Did that make any sense?
March 11th, 2010 at 4:24 pm
Elisa @ Globetrotting in Heels says:
I too have never understood how I could be a Virgo. What about the mess? Ah, but the control-freak, the organizing, the need to have some things *just so*. that’s not OCD, that’s the Virgo in me coming out.
I wish she was strong enough to also make me a domestic goddess. Or at least less messy.
March 12th, 2010 at 6:08 am
Julie says:
Hey There! Well, it’s been over a month since my last drink. I waver between irrational anger and clairvoyance. I think my eyes are clearer, but introspection is not so easy all the time. See you Sunday!
March 15th, 2010 at 10:02 am
heidi says:
Have I told you that you’re awesome? You’re awesome.
March 15th, 2010 at 11:19 am
Kelli says:
Your strength & your honesty continue to amaze me. YOU amaze me. Keep doing what you’re doing, keep writing, keep sharing.
K
March 16th, 2010 at 9:16 am
aging diva says:
Maggie,
It was your blog, and the new “Violence Unsilenced” that had me begin a blog of my own for the purpose of healing from domestic violence. Before I published the blog, I sent out a message to all of my family members explaining the blog and its purpose. I said that, if any one of them objected to their first names being used, I would use fake names. No one replied. Once the blog was up, it didn’t take long to see how quickly people become defensive. Still, none of them are asking me to make changes, because, as they say, all I’ve done is told the truth. And there’s something about putting it in writing without censoring that just cuts to the chase. Like you said, feels clean. So thank you.
I’m confused as to whether this blog is still active (if so, I want to follow you), and would love to put a link on my blog to “Violence Unsilenced” with your permission.
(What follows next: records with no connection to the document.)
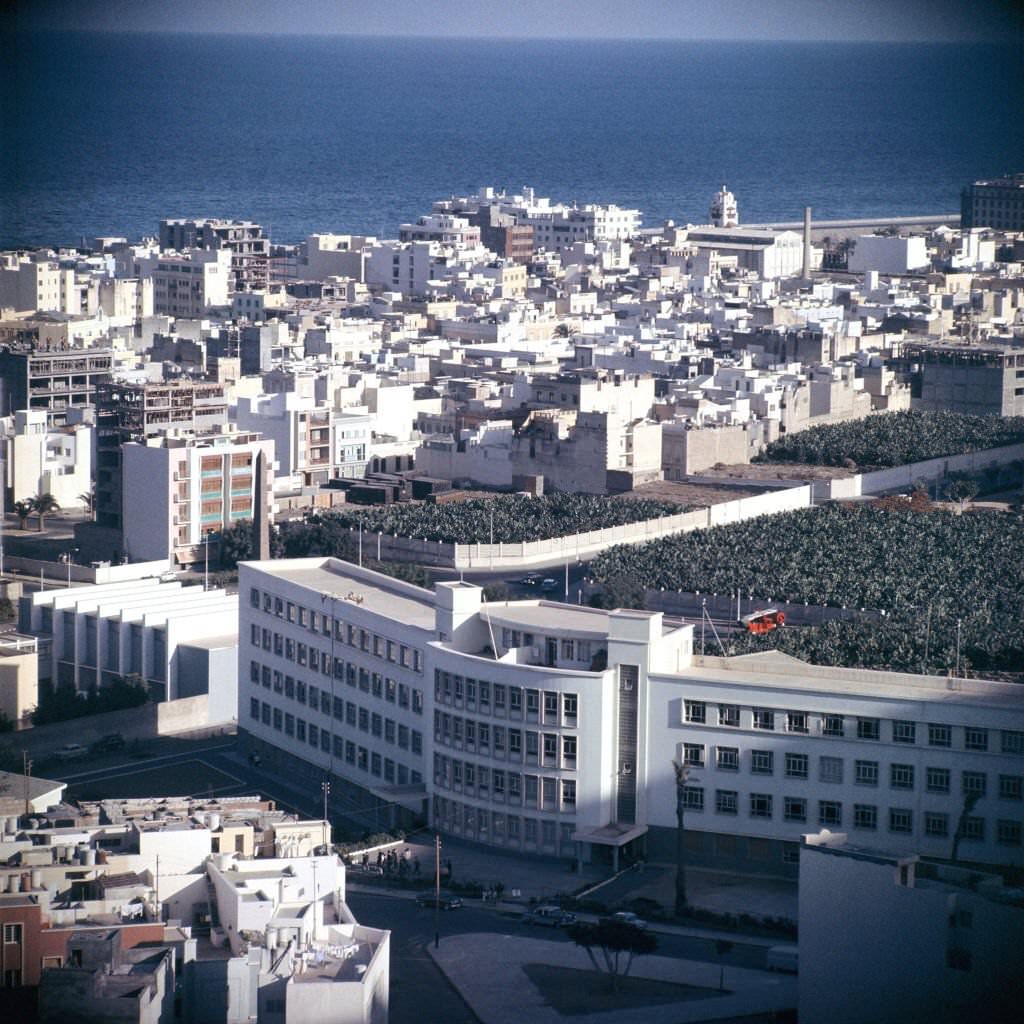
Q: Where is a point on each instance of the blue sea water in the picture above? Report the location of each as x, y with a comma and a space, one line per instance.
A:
104, 134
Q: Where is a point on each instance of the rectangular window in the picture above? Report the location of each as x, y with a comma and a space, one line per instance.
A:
695, 712
693, 798
829, 813
1008, 833
796, 721
904, 732
726, 801
974, 782
1011, 741
728, 715
1011, 786
830, 769
974, 829
832, 725
795, 809
900, 819
867, 728
727, 758
865, 816
693, 755
975, 739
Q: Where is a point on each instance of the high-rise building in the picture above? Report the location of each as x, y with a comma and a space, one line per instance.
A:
995, 203
250, 248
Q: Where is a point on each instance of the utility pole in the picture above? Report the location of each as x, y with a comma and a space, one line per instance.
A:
27, 766
437, 890
957, 647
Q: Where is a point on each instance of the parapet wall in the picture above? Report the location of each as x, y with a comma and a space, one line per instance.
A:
559, 550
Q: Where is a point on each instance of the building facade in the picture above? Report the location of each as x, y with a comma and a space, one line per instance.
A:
996, 203
553, 729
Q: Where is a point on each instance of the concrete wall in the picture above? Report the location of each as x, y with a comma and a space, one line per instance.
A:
903, 477
144, 722
84, 573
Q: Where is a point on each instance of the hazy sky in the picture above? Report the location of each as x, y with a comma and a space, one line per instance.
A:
926, 20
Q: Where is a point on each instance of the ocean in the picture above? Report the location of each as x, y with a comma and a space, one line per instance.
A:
105, 134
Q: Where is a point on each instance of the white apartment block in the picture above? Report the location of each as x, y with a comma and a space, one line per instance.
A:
552, 729
180, 641
177, 491
187, 285
38, 459
30, 285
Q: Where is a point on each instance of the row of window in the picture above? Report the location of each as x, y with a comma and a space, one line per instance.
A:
330, 626
382, 687
865, 816
902, 731
505, 786
901, 776
568, 648
503, 700
501, 828
321, 738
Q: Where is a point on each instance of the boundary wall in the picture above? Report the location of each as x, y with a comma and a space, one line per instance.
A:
573, 547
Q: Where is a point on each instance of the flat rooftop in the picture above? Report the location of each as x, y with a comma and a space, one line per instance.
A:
773, 669
350, 585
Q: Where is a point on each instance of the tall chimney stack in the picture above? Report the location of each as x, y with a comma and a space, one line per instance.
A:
807, 243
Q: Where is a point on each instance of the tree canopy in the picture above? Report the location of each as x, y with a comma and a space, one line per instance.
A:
619, 943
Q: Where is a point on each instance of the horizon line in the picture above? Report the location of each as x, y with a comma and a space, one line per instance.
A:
43, 30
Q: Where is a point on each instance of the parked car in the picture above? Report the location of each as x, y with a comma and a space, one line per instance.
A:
549, 915
112, 741
627, 918
446, 902
70, 752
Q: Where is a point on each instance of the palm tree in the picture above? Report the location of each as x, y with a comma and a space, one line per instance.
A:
23, 510
682, 774
43, 504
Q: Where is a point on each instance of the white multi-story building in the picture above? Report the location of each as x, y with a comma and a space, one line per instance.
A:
187, 285
553, 729
179, 641
177, 491
46, 460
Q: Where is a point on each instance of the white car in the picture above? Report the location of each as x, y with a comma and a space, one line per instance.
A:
628, 918
70, 752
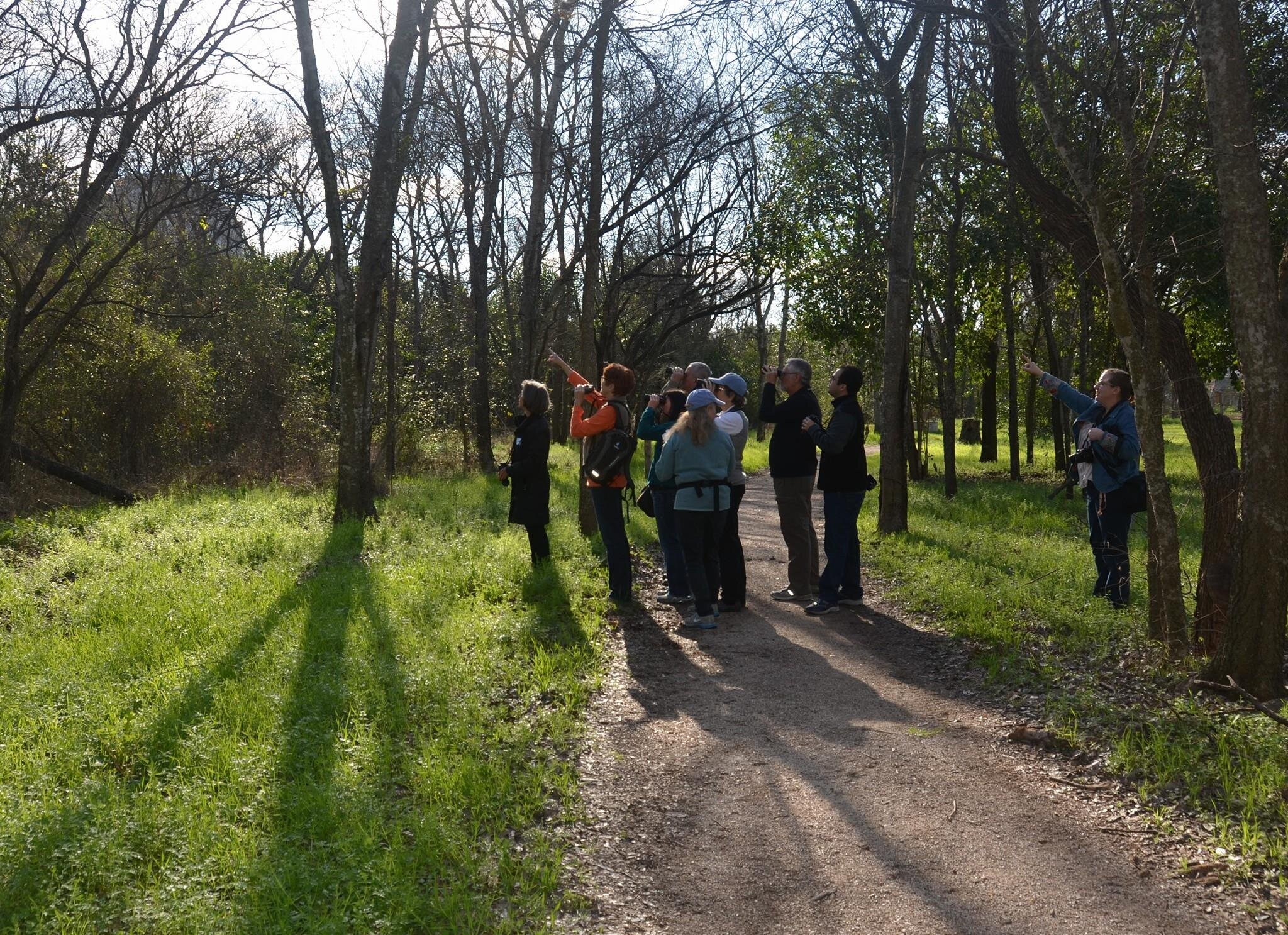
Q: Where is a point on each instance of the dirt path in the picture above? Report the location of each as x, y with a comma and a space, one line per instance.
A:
792, 774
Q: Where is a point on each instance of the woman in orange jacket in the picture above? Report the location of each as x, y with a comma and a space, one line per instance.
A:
596, 412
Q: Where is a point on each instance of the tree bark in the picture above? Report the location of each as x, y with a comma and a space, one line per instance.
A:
1211, 434
988, 399
1252, 648
357, 304
1013, 396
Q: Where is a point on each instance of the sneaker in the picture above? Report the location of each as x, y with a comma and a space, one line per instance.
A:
694, 621
789, 594
674, 599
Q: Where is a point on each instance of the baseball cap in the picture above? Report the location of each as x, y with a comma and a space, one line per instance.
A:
699, 398
735, 383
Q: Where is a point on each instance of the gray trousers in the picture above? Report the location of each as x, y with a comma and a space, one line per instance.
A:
796, 519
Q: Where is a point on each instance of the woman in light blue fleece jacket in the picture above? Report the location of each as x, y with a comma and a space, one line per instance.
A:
1107, 428
700, 459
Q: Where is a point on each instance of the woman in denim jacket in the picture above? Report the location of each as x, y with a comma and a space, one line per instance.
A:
1107, 426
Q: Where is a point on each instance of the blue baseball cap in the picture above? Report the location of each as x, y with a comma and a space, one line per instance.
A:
699, 398
732, 382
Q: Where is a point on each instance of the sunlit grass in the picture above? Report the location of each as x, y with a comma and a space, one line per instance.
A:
1009, 568
219, 714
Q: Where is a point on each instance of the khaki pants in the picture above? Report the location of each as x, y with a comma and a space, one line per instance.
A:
796, 519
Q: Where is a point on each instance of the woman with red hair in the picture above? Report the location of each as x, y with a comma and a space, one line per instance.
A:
596, 412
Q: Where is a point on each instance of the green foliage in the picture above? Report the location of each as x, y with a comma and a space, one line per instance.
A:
217, 712
1010, 571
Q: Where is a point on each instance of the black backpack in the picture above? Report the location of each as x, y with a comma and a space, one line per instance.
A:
611, 451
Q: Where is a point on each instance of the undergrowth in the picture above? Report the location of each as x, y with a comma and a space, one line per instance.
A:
1009, 570
221, 714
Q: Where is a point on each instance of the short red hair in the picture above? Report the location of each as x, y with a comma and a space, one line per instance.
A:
621, 377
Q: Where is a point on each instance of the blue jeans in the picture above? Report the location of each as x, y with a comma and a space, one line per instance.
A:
669, 538
841, 546
1109, 546
612, 531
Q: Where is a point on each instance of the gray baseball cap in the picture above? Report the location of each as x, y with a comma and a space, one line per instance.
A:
735, 383
699, 398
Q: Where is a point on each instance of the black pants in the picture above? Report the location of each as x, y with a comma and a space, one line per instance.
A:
539, 543
612, 531
700, 538
733, 570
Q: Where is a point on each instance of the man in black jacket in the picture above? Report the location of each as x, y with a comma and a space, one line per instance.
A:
843, 474
791, 465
March 23rd, 2010 at 11:07 pm
Tricia (irishsamom) says:
Maggie, you could have written this post for me. You have an amazing ability to be honest in an amazingly universal language, particularly the language of women who have been hurt, or bruised, or who somehow felt the need to suppress their true natures and who they were because that made someone else happy. My journey is so close to yours, yet so different, but I can relate to you as if though we are sitting in a room sharing coffee and our hearts. Never stop writing from your heart, because it is just that that reaches people who need to be reached.
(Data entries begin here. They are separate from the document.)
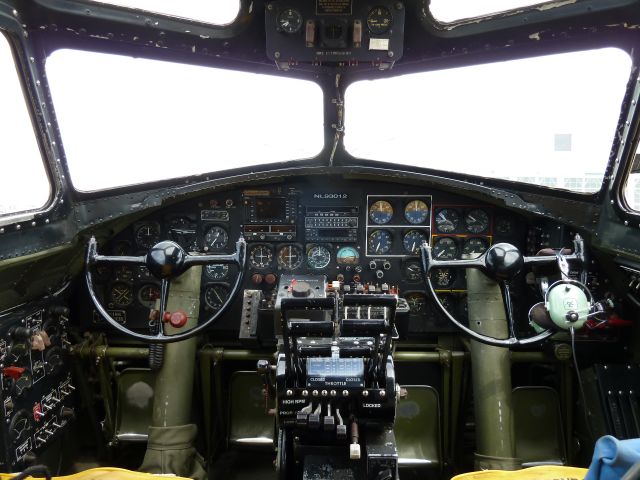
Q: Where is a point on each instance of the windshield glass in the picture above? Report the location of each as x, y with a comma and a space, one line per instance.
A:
127, 120
545, 121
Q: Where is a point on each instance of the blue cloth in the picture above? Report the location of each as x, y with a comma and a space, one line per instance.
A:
612, 458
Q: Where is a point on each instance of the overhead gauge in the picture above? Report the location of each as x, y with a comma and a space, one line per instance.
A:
417, 302
412, 271
215, 296
380, 212
290, 257
121, 294
447, 220
260, 256
442, 277
347, 256
380, 242
416, 212
148, 294
147, 235
216, 271
379, 20
216, 238
289, 20
412, 240
318, 257
474, 246
445, 248
477, 220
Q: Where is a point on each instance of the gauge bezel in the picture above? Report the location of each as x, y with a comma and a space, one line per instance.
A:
427, 211
311, 247
270, 256
290, 245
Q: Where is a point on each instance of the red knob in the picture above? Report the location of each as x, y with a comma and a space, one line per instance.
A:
178, 319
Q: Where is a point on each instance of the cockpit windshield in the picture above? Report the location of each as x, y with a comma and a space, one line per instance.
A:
546, 121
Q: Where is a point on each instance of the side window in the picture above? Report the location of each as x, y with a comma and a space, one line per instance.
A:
25, 184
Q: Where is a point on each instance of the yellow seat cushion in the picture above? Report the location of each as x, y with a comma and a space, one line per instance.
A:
105, 473
545, 472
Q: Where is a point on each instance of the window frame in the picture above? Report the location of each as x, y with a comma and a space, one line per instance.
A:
25, 76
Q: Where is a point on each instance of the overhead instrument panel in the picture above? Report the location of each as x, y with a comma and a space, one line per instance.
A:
347, 33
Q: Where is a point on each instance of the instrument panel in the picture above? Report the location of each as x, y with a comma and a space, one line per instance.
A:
363, 234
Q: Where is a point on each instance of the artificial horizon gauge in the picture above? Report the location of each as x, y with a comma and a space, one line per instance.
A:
260, 256
442, 277
289, 257
379, 242
380, 212
289, 20
413, 271
416, 212
417, 302
215, 296
412, 240
447, 220
347, 256
182, 230
147, 235
121, 294
216, 238
318, 257
445, 248
379, 20
474, 246
148, 294
216, 271
477, 220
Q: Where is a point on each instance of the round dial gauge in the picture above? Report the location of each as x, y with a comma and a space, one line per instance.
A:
474, 246
318, 257
416, 212
216, 238
20, 426
477, 220
123, 273
417, 303
260, 256
347, 256
216, 271
121, 294
442, 277
290, 20
413, 271
380, 242
148, 294
447, 220
215, 296
290, 257
148, 235
445, 248
504, 226
412, 240
182, 230
379, 20
380, 212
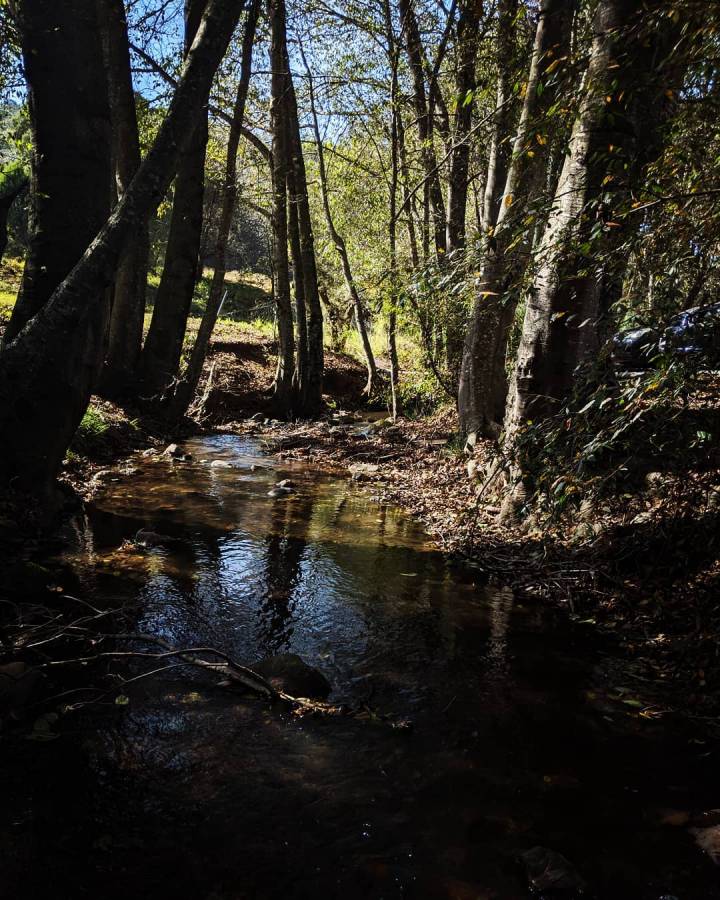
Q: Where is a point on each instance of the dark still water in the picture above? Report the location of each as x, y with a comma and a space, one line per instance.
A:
190, 791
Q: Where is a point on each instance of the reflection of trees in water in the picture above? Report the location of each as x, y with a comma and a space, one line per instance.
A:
501, 605
284, 549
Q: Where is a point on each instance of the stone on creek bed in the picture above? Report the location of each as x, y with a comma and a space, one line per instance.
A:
288, 673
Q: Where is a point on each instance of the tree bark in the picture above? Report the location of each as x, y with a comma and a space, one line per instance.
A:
341, 247
309, 383
71, 175
622, 81
483, 383
432, 188
467, 40
48, 371
161, 354
283, 391
128, 301
6, 203
187, 386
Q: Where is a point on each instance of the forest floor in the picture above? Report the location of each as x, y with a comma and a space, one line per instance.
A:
641, 568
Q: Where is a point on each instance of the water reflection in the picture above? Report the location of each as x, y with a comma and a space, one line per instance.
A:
189, 792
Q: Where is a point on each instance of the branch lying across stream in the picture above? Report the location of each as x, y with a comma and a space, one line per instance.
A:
231, 671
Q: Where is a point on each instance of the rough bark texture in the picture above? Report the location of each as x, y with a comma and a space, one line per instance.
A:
283, 397
186, 388
467, 39
71, 175
128, 301
483, 388
310, 381
432, 188
6, 203
341, 248
163, 345
607, 142
47, 373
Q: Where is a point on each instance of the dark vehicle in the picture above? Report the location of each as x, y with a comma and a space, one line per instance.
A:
636, 348
694, 334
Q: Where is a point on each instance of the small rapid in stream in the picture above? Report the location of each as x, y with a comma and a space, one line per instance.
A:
190, 791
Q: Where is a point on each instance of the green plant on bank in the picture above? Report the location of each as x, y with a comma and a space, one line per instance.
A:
610, 435
92, 432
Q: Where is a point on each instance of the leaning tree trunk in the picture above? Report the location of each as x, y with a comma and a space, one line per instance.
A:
47, 373
187, 386
128, 301
6, 203
432, 188
483, 386
341, 247
610, 137
71, 168
161, 354
283, 391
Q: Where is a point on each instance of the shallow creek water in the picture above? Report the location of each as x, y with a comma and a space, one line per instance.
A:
189, 791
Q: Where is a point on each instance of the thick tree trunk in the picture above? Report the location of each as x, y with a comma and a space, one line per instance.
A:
435, 202
71, 174
309, 382
47, 373
186, 388
161, 354
483, 384
283, 394
128, 302
605, 146
341, 248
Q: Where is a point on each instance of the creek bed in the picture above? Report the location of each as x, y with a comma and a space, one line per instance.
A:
188, 791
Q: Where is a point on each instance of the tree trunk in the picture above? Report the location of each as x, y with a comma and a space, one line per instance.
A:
622, 81
186, 388
310, 399
6, 203
467, 39
47, 372
161, 354
432, 189
283, 394
341, 247
128, 301
483, 385
71, 175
The rest – the naysayers? I too have learnt to leave them behind, or leave them behind as much as my sensitive soul allows them to. It’s definitely a learning process for me. But, as your Violence Unsilenced Blog allows, once you can tell the truth, YOUR truth, the need to keep telling it becomes a deep longing and not telling it is too painful. You have no idea how much you have helped this one woman, without even ever having met me. And if writing about something that is unpalatable for the rest of the world, if owning it and being brave enough to take it’s darkness into the light and exposing it is too much for others – you are so right – that is their own issue, not yours. It’s liberating to become yourself. I’ve been on a long,slow painful journey these past three or four years and it’s been very lonely at times, but I couldn’t turn back now.
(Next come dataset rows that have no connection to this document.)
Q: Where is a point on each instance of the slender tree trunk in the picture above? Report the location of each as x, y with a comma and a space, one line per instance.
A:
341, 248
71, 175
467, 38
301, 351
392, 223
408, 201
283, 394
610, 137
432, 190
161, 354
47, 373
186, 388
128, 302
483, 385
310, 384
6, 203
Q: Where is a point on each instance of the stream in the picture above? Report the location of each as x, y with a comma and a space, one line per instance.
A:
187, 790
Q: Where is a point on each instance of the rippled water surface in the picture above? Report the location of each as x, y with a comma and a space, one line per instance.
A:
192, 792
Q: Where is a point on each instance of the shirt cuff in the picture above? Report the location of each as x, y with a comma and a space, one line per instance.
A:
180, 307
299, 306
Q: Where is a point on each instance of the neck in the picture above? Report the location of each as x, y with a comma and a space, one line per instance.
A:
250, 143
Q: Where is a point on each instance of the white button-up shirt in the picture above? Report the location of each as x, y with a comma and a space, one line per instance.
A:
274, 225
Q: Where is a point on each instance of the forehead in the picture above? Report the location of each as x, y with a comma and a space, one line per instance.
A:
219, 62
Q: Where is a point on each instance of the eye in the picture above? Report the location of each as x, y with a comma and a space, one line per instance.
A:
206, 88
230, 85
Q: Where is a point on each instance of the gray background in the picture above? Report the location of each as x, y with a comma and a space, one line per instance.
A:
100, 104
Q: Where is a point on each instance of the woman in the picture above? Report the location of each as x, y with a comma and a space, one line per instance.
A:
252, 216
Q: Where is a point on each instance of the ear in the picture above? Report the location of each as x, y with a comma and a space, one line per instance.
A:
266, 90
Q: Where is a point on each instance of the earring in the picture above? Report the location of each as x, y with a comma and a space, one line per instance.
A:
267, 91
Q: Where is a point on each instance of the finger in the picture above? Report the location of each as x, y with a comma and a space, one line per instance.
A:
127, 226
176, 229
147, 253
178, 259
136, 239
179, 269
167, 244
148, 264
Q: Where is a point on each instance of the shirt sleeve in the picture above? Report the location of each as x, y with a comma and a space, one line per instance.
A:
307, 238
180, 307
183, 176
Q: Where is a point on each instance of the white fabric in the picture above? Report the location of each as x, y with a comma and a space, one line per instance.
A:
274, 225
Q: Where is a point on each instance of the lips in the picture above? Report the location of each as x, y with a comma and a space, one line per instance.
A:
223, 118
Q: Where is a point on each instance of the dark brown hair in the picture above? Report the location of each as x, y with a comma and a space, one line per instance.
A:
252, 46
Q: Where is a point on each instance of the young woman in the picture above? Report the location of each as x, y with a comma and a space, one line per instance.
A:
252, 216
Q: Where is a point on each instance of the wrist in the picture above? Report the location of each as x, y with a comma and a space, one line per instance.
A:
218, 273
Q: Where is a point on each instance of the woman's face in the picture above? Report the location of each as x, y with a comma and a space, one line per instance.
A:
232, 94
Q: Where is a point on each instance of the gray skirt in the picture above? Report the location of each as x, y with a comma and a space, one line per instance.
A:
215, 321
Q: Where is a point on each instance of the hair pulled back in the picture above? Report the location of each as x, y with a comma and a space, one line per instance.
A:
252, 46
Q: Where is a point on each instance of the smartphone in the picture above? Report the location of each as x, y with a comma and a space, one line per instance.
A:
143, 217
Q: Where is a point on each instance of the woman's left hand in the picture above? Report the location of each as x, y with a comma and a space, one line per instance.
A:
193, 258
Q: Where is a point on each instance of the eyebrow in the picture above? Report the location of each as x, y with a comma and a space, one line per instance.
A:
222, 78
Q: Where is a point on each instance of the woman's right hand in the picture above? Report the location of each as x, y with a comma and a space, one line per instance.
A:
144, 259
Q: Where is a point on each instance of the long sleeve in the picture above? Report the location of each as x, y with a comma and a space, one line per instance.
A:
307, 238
Thank you for being you. My blog is small and has none of the eloquence of your wonderful words, but writing it, owning it, whatever that it is for me at the moment, is empowering to me, and I’ve discovered is empowering to others too – other women who are facing the same challenges.
I hope one day to meet you in person. You so inspire me. Keep growing. Keep walking. I am proud to know you.